90mm HVAP by Mad Missouri

Aberdeen Proving Grounds
September 2nd, 1946


Well Sir, what do you think?

That Major is a most impressive test fire. What ammunition type was that? One of the 90mm HVAP rounds?

No, Sir. That was one of the new M99 90mm Armor Piercing Discarding Sabot rounds. We copied the technology from the British. Our first two attempts did not work very well, but the M99 has passed every test and went in to full production the middle of August. It was decided not to send it to our Divisions in Spain, so it’s sure going to be complete surprise to the Russians come spring. The Armor Forces Board was so impressed they asked for 30 rounds per tank for the upcoming operations. That’s half the ammunition load of a T50 Patton tank.

With the way this war is going, I doubt anything we do is a surprise to the Russian. But it sure made short work of that T34/85. What made the turret roof blow off like that?

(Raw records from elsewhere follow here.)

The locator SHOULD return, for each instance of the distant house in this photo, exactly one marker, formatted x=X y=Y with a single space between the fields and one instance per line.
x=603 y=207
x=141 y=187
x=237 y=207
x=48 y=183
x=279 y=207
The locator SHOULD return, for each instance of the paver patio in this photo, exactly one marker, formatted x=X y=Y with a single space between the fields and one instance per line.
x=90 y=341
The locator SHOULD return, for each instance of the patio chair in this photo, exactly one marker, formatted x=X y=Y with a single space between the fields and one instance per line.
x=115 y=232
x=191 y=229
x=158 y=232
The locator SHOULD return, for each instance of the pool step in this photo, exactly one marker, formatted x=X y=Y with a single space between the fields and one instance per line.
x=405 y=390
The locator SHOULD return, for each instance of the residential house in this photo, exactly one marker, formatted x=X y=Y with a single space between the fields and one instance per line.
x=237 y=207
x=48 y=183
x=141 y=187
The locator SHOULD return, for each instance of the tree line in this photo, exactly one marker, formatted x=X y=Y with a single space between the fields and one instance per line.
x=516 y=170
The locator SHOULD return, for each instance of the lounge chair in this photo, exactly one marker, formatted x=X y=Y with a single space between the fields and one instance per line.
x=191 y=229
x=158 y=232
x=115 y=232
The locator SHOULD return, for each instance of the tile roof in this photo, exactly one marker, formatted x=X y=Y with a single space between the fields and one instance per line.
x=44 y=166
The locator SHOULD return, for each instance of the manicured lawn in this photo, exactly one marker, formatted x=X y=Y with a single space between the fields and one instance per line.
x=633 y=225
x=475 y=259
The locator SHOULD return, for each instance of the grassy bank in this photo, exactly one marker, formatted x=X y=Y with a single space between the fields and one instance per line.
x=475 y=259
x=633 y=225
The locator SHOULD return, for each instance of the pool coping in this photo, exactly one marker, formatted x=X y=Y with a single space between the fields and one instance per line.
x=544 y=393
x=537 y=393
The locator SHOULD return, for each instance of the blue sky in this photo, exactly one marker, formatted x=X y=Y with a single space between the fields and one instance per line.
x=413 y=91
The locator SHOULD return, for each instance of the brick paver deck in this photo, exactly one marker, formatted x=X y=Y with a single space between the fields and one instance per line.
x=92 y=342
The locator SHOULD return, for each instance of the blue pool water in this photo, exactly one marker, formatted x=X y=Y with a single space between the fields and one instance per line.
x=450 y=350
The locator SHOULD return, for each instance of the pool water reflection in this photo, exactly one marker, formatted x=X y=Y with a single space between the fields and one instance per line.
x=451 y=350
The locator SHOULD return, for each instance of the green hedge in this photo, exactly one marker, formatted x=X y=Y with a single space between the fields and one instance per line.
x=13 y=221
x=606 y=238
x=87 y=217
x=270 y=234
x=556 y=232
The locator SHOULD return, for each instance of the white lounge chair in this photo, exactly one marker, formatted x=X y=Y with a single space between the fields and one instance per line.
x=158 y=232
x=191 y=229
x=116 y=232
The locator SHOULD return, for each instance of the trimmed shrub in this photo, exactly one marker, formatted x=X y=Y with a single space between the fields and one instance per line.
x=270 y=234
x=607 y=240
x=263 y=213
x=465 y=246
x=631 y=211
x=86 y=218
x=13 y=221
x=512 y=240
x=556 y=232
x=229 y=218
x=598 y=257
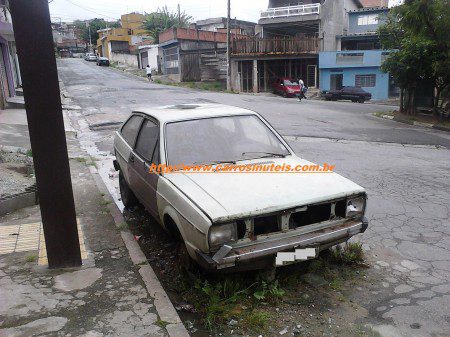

The ammunition in the turret cooked off, Sir. We set the test tank up with what we think is the normal combat load of fuel and ammunition. Our technical intelligence teams in Spain have been sending back a lot of useful information and captured equipment. It’s seems to be a major design flaw in the T34/85; the Russians used that extra space in the turret rear to store ready ammunition.